London: The Bank of England on Thursday held its main interest rate steady and froze its stimulus amount at the first meeting headed by new governor, Canadian Mark Carney, and hinted that it would not lift record-low borrowing costs in the short term.
“The BoE’s Monetary Policy Committee (MPC) today voted to maintain the official Bank Rate paid on commercial bank reserves at 0.5 percent,” the bank said in a statement.
The British central bank added that its bond-buying stimulus policy, known as quantitative easing (QE), would remain at £75 billion ($572 billion, €440 billion).
The decisions were widely expected after this week’s stream of upbeat data that dispelled pressure to raise the BoE’s stimulus, which is aimed at boosting lending and bolstering economic growth.
But in a warning over the outlook, the BoE added: “In the committee’s view, the implied rise in the expected future path of bank rate was not warranted by the recent developments in the domestic economy.”
In reaction, sterling sank against the dollar as markets took the comments as an indication that the BoE would sit tight over rates, with Britain’s economic recovery still fragile.
“If today’s meeting is anything to go by, the BoE rate decisions are about to get a lot more interesting,” said analyst Craig Erlam at traders Alpari.
“In the statement, the BoE (also) floated the possibility of using forward guidance at the next meeting in August, and out of nowhere, Carney Carnage erupted in the markets,” he added.
Carney began his job at the British central bank on Monday, taking the reins from Mervyn King, and has since been greeted with news of impressive growth in Britain’s services, manufacturing and construction sectors.
“At its meeting today, the committee noted that the incoming data over the past couple of months had been broadly consistent with the central outlook for output growth and inflation,” the BoE said in Thursday’s statement.

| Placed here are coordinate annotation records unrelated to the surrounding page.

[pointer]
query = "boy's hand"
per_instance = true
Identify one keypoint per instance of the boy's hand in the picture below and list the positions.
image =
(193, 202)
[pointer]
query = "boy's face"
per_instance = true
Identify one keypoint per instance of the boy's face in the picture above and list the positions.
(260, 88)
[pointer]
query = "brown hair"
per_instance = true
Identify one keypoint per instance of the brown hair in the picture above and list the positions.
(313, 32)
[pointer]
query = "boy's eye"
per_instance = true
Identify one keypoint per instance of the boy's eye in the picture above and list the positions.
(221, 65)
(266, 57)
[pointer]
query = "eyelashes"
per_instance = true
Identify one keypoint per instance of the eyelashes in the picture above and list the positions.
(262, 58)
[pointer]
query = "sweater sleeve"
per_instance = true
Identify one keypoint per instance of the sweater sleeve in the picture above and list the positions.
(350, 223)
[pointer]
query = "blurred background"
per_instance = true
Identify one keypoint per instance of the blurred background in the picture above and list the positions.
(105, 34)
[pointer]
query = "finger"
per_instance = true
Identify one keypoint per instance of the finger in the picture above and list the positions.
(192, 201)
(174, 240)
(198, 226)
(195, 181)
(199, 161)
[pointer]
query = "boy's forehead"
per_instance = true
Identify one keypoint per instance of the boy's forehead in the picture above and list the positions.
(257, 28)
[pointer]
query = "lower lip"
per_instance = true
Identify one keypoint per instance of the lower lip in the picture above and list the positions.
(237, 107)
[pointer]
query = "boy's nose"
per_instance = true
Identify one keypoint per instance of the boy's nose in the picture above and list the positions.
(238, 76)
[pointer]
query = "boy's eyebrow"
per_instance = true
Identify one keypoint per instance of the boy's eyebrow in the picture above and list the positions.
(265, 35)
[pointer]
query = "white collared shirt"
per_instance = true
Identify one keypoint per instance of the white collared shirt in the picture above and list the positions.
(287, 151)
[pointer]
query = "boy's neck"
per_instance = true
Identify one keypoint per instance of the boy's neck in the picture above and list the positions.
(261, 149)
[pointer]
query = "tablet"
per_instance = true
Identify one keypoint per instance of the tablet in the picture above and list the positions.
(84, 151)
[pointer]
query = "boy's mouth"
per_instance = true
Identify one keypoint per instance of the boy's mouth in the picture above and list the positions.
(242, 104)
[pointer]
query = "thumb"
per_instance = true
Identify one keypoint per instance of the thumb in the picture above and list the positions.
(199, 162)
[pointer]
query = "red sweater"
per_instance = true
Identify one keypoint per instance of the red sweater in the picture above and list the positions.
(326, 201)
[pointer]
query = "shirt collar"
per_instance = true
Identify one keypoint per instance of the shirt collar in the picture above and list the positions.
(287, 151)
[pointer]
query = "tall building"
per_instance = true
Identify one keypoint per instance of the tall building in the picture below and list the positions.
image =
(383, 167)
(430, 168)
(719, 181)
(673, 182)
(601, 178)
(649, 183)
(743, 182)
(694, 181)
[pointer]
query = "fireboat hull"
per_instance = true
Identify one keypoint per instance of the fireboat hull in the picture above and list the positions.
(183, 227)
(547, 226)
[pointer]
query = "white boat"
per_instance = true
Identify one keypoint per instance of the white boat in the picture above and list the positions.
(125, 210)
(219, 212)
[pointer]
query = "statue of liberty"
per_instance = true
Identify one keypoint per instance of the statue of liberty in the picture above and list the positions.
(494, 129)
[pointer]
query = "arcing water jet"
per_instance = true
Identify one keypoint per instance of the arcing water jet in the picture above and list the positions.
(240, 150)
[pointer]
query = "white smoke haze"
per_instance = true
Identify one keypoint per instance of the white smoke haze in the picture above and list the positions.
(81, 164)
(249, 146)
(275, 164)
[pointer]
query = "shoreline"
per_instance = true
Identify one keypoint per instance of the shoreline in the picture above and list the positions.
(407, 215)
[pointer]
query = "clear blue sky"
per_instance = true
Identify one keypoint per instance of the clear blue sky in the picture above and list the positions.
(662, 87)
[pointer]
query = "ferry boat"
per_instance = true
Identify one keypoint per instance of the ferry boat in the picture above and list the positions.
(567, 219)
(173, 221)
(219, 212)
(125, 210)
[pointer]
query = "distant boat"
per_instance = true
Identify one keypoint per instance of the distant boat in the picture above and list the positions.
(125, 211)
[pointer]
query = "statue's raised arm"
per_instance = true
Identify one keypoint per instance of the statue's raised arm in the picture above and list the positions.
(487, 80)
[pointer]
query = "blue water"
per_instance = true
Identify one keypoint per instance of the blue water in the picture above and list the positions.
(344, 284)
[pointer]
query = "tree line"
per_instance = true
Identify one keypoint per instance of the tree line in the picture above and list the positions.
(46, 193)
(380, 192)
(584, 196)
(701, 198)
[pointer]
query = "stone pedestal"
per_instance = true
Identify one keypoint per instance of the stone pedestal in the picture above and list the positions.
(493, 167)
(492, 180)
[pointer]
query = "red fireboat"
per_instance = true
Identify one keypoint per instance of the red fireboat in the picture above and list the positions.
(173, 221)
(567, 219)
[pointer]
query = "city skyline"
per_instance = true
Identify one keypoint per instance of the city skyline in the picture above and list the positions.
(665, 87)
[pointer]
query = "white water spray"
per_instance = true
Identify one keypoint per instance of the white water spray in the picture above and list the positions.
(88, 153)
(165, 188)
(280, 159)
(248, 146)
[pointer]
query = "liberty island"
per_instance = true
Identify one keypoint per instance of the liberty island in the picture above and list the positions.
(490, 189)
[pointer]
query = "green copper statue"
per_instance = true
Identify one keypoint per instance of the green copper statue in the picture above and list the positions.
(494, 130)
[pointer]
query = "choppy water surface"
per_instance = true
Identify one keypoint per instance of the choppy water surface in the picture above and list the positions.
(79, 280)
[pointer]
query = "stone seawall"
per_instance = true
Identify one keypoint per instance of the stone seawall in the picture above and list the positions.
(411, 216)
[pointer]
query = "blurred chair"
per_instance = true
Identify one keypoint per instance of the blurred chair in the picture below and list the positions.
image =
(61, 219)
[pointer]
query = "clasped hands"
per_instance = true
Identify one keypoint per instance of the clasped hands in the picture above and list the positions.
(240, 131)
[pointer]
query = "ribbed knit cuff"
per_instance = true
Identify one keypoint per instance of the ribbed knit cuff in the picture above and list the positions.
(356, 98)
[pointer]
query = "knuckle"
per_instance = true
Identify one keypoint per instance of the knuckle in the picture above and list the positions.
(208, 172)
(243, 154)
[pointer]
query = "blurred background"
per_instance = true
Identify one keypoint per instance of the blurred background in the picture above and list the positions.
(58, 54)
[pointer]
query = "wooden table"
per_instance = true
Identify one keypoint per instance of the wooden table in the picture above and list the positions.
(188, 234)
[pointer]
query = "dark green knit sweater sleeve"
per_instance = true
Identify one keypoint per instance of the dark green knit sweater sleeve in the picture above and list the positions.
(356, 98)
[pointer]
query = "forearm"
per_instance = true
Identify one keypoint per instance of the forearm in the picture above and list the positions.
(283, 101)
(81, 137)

Under previous chief Mervyn King, markets normally had to wait two weeks for any explanation of the reasons behind the decisions.
BoE is to publish full minutes from this week’s gathering on July 17.
On Thursday it said: “In the United Kingdom, there have been further signs that a recovery is in train, although it remains weak by historical standards and a degree of slack is expected to persist for some time.”
Official data last week however showed that Britain’s economy expanded by 0.3 per cent in the first quarter of 2013, and had never experienced a double-dip recession as previously thought.
Nevertheless, the Office for National Statistics also said that the recession following the 2008 global financial crisis was far worse than previously thought.
The bank’s main task is to keep annual consumer price index (CPI) inflation close to a government-set target of 2.0 per cent, some way below the current rate.
“Twelve-month CPI inflation rose to 2.7 per cent in May and is set to rise further in the near term,” the BoE said on Thursday.
“Further out, inflation should fall back towards the 2.0-per cent target as external price pressures fade and a revival in productivity growth curbs domestic cost pressures,” it added in the statement.
Across in Frankfurt on Thursday, the European Central Bank also held Eurozone interest rates at a record-low 0.50 per cent, amid stubborn market concerns over the plight of debt-plagued Portugal.